Abstract
Initial alignment for a strap-down inertial navigation system (SINS) plays an important role in the following navigation and positioning operation. Initial alignment incorporates two stages: coarse and fine. This paper mainly investigates fine alignment for SINS under static base. A new fast SINS initial alignment scheme, a disturbance observer-based Kalman filter (DOBKF), is proposed to estimate the misalignment angles. As the name implies, the DOBKF is composed of a Kalman filter and a disturbance observer (DO). The Kalman filter is used to estimate horizontal misalignment angles, and the DO is applied to estimate the azimuth misalignment angle. In addition, when the estimations from the Kalman filter reach a steady state, they will be used as input for designing the DO. Compared with traditional filters, such as a Kalman filter used in initial alignment, the filter proposed by this paper not only greatly hastens the overall initial alignment process, but has comparable accuracy. Comparing simulation results shows that the proposed filter satisfies the requirement of SINS alignment.
Introduction
Inertial navigation systems (INS) are widely used for navigation and positioning of aircraft, vehicles, ships, etc., since they can successively supply attitude, velocity and position information. Roughly speaking, the INS can be commonly classified alongside the gimballed INS (GINS) and the strapdown INS (SINS) (Wang, 2009). Because they have similar principles, we mainly focus on the SINS in this paper. As a dead-reckoning navigation system based on integral operation, the accuracy of SINS is restricted by the initial conditions. Consequently, there is a crucial problem to ascertain the initial conditions for the subsequent navigation operation, which contains initial velocity, position and attitude. In practice, the initial velocity and position can be obtained by other sensors, such as Global Positioning Systems (GPS). Thus, the purpose is to determine the initial attitude, or coordinate transformation matrix, from the body frame to the navigation frame. The overall process is called initial alignment (Groves, 2008; Rogers, 2007; Titterton and Weston, 2004).
Considering that SINS is stationary with respect to the Earth, the key point of the initial alignment is to determine the misalignment between the navigation frame and the computer navigation frame within smaller tolerances; then the misalignment is expected to drive to zero in a short period of time (Fang and Wan, 1996; Naser and Sameh, 2004; Rogers, 2007; Titterton and Weston, 2004).
During the SINS initial alignment, coarse alignment is the first stage to obtain a small initial attitude for the second stage, named fine alignment process (Naser and Sameh, 2004). The coarse alignment stage can provide the roughly known initial attitude in a short time; then the small misalignment angles are expected to be obtained for the fine alignment. Many filters are utilized to optimally estimate the misalignment during the fine alignment. The famous Kalman filter is one of the most effective estimators to minimize the error variance in this stage (Rogers, 2007; Simon, 2006; Kalman, 1961).

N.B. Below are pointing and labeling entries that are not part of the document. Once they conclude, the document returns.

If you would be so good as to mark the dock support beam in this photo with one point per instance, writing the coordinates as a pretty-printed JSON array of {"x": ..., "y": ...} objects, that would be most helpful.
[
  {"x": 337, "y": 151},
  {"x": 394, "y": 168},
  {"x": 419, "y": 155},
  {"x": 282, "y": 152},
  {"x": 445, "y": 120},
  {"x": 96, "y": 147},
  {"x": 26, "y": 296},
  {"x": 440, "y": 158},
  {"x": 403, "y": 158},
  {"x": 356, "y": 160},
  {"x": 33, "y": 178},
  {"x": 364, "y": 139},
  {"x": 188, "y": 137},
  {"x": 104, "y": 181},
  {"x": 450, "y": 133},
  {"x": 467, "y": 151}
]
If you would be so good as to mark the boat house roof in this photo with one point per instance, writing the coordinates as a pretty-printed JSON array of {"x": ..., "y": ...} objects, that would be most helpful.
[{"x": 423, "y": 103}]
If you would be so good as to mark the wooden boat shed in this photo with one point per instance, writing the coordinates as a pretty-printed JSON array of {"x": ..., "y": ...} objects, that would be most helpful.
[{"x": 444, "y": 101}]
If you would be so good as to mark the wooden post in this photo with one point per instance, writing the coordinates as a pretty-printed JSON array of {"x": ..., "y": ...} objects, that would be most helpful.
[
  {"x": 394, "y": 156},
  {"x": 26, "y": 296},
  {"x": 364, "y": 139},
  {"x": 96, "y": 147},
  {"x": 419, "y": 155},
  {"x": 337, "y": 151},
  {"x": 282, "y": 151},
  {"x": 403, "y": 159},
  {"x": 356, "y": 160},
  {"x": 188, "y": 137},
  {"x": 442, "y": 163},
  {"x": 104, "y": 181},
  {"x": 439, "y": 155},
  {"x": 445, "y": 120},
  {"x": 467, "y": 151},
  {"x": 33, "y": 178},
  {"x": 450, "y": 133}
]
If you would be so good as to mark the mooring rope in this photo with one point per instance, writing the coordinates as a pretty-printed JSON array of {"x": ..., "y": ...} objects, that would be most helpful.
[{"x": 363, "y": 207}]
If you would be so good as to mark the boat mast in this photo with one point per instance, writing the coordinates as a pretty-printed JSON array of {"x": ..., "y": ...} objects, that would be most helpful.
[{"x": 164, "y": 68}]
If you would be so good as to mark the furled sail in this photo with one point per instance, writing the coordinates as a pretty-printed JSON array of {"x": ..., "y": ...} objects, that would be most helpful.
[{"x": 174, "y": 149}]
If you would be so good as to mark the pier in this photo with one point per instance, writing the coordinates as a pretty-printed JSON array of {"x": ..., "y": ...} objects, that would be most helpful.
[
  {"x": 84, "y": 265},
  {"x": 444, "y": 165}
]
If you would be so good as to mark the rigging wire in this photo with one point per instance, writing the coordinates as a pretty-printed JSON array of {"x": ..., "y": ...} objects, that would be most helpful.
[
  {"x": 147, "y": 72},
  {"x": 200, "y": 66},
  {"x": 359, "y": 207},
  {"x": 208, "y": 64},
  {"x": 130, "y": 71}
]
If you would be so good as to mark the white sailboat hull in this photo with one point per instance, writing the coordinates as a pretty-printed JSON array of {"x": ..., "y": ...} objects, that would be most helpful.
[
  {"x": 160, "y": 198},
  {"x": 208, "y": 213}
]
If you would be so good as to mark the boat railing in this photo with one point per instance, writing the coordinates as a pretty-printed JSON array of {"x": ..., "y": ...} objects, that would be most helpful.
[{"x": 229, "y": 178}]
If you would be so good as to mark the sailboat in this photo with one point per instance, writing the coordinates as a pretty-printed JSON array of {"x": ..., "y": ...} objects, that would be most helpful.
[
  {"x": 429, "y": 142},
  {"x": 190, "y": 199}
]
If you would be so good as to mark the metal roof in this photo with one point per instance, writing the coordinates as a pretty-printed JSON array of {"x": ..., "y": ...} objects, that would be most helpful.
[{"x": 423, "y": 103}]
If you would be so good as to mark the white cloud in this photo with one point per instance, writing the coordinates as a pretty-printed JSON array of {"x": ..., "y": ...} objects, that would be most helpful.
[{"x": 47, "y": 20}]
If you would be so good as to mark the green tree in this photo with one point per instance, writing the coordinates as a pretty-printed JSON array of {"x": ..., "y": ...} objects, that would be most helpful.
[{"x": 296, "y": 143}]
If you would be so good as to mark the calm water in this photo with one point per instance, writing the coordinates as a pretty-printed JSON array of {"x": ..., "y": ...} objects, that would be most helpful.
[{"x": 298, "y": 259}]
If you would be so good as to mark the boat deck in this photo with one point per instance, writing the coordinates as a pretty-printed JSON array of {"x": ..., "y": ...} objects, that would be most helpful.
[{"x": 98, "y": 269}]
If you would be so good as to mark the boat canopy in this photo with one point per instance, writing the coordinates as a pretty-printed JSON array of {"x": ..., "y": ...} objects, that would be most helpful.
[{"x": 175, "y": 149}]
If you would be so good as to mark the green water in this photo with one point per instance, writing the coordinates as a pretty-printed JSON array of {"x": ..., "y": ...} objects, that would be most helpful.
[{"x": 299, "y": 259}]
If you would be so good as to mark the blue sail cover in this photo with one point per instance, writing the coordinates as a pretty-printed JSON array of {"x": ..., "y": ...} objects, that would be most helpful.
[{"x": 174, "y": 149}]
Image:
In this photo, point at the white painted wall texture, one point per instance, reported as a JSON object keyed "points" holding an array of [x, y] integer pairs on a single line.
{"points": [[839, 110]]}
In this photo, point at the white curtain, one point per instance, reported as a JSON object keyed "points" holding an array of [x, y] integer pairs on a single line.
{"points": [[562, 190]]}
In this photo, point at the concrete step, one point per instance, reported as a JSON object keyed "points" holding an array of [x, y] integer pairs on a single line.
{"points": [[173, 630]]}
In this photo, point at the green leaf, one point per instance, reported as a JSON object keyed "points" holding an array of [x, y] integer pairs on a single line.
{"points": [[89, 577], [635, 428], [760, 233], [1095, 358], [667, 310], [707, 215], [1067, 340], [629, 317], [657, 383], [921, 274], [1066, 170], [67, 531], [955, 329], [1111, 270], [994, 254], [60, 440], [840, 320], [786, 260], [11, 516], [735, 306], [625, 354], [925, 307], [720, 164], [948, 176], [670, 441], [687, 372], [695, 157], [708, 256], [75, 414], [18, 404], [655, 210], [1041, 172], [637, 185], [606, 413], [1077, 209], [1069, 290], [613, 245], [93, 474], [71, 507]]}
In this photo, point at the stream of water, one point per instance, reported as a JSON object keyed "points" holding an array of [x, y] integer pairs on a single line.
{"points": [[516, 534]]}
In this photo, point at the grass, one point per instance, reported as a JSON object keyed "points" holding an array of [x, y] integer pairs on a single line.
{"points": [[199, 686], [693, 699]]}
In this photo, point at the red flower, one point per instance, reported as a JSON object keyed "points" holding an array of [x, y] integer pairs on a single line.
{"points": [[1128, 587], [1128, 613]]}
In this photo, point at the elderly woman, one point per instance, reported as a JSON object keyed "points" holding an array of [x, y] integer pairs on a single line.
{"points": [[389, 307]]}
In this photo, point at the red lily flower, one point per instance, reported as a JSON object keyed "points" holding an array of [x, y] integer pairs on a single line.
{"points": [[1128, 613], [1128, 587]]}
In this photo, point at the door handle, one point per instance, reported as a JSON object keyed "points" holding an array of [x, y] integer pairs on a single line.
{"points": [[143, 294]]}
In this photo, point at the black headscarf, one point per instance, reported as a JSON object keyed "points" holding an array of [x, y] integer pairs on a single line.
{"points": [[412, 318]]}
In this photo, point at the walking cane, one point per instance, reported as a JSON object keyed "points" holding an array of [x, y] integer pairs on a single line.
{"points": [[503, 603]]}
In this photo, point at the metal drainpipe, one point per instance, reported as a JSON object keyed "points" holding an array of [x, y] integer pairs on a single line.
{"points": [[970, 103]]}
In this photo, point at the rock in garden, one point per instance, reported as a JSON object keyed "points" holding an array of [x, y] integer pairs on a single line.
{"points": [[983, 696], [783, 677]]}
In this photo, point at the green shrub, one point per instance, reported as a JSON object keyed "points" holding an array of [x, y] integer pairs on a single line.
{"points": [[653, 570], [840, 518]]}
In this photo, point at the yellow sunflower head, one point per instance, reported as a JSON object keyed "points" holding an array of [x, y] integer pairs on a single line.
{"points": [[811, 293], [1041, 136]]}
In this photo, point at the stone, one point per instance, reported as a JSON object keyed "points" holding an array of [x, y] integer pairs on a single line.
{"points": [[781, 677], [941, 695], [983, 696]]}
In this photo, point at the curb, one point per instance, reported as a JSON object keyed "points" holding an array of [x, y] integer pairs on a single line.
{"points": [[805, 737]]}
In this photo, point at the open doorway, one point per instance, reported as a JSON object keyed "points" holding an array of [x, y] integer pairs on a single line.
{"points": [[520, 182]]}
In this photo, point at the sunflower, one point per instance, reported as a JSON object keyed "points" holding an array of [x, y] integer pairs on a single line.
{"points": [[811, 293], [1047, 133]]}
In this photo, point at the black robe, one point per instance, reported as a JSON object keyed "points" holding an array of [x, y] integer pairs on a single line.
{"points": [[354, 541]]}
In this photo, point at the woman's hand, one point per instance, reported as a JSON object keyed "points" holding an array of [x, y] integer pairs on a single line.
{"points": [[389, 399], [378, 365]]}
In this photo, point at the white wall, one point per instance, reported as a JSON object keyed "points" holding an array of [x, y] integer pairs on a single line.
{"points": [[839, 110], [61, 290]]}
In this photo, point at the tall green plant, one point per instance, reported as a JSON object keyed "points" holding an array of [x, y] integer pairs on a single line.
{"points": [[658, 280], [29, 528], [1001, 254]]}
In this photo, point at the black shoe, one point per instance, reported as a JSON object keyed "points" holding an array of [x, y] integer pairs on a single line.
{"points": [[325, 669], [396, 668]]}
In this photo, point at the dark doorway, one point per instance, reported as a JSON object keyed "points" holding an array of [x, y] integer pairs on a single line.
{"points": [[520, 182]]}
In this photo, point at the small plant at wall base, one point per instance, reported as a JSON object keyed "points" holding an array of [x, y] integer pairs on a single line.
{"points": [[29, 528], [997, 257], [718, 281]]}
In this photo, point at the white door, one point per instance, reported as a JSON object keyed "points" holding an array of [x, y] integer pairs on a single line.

There are some assumptions on the systems model and characteristics of noise when the standard Kalman filter is utilized to estimate an unknown state. For example, the systems model and characteristics of noise need to be known. However, it is difficult to obtain an exact model and the corresponding parameters for initial alignment. In recent decades, many kinds of improved Kalman filter have been proposed to relax the assumptions. An adaptive Kalman filtering is developed in Ahn and Won (2006) to automatically tune the measurement noise covariance matrix. In order to improve the robustness of the initial alignment, the adaptive extended Kalman filter (AEKF) is proposed by Fang and Yang; it is applied to in-flight alignment of airborne position and the orientation system (Fang and Yang, 2011). Shin and Naser first used the unscented Kalman filter (UKF) for initial alignment of low-cost inertial measurement units with the large initial attitude errors (Shin and Naser, 2004). This method is also extended by (Park and Kim, 2006; Zhang et al., 2011) for in-motion alignment. The UKF via different unscented transformations is considered and the performance of UKF and EKF is compared in (Park and Kim, 2006). The results show that the estimation accuracy of EKF and UKF is almost the same when the initial heading error is less than
Recently, Wu et al. found that the initial alignment can be transformed into attitude determination using infinite vector observation (Chang et al., 2014; Wu et al., 2011). Thus, many fruitful attitude determination methods can be introduced into the initial alignment. The q-method algorithm is developed in Wu et al. (2011) for finding the optimal attitude. However, only the initial attitudes are estimated: the inertial sensors in the SINS, for example gyroscope biases, are not considered. This problem is researched in Chang et al. (2014). An optimization-based alignment is developed to estimate the gyroscope biases coupled with the attitude. As the accuracy of initial alignment is restricted by the multiple disturbances (Liu et al., 2012), a class of multi-objective filter is constructed for the SINS with disturbance rejection and attenuation performance (Cao and Guo, 2012). As part of a multi-objective filter, a class of drift estimator is developed to estimate the initial drifts, which can be described by the first order Gauss-Markov process.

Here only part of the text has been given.